Purchasebacks, Competitors, and Risks
JP Morgan’s competitors within the handful of big banks don’t pose a significant problem. Each full-service bank does more or less the same process in roughly the same manner. Customers are extremely loyal and the nuisance of having to switch banks is a strong enough deterrent to serve as moat.. The biggest risk is the Fintech startups. Jamie Dimon has made it clear in recent annual shareholder letters that he sees these startups as the biggest challenge as well. JPM has taken significant steps to combat the threats of technology, including bitcoin. Money is the main component of banking and an institution with the size, reach, and resources of JP Morgan is well positioned to compete with the new challengers.
In his 2020 shareholder letter as well as in the conference call following the Q3 earnings report CEO Dimon has emphasized the fact that new fintech businesses are not held to the regulatory standards of actual banks. He sees this as not only a disservice to the general public, but the reason for an unfair competitive disadvantage for actual banks , which have to comply with strict regulations and incur significant costs to comply. In response to the situation However, he said that he did not expect the government to remedy this issue in the near future , and stated that JPM will remain competitive in the present environment in spite of the unfairness. In the same section, he stated that limiting buybacks to the smallest amount is a part of allocating capital for organic growth as well as tackle competitive issues. From the perspective of an investor’s view, it’s a normal business risk.
Recommendation for JPM Stock
JP Morgan Chase is an extremely stable and safe bank and an excellent investment option for 2022. A resurgence in the economy and interest rates could be ideal for banks.

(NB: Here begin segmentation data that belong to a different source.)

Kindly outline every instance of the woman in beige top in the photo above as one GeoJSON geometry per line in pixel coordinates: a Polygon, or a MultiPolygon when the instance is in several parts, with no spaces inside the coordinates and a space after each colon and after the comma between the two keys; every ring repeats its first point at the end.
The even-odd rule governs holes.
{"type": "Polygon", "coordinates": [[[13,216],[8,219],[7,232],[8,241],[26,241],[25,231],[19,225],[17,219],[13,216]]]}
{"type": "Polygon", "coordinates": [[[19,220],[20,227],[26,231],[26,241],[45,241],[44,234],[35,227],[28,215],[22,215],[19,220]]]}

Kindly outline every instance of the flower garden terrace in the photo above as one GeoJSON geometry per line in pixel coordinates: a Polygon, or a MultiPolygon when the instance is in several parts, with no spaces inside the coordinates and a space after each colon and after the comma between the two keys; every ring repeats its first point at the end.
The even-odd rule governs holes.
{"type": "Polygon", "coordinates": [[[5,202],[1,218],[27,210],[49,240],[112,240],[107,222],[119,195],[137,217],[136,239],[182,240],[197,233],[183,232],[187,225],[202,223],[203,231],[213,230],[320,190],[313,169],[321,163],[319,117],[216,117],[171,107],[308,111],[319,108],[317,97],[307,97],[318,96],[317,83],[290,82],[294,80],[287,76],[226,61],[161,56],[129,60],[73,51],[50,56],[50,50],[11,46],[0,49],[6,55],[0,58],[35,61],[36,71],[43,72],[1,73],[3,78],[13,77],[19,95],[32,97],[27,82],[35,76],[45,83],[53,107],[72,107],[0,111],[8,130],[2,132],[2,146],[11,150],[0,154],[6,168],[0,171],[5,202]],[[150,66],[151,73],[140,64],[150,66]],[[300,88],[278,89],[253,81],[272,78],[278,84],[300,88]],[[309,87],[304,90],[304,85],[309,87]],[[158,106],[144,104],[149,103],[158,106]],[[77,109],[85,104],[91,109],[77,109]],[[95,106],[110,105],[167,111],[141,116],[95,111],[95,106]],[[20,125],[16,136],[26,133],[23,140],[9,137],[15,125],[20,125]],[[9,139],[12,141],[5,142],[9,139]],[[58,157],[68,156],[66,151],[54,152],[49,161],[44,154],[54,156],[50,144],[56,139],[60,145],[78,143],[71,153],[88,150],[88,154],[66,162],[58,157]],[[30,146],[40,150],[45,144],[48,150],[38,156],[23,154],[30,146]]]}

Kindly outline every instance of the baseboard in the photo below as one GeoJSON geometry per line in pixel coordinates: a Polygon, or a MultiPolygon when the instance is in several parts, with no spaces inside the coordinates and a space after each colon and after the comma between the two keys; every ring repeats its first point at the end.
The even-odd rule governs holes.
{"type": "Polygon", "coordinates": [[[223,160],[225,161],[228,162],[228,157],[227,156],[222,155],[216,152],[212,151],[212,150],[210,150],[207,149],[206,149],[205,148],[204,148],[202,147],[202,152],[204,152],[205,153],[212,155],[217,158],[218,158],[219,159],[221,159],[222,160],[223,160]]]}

JPM will take part. If the economy is booming and interest rates are rising rapidly, Bank of America and some other banks could raise profits and buybacks at a greater rate, but for the long-term investor, JPM offers stability and power that give it an lower risk. Investors should decide for themselves as to the type of investment they’d like to make. I have both banks with large size as major components of my portfolio. I have more Bank of America which I purchased years ago, when it was much less expensive. I will be paying close attention to JPM’s forthcoming earnings report as well as the earnings call.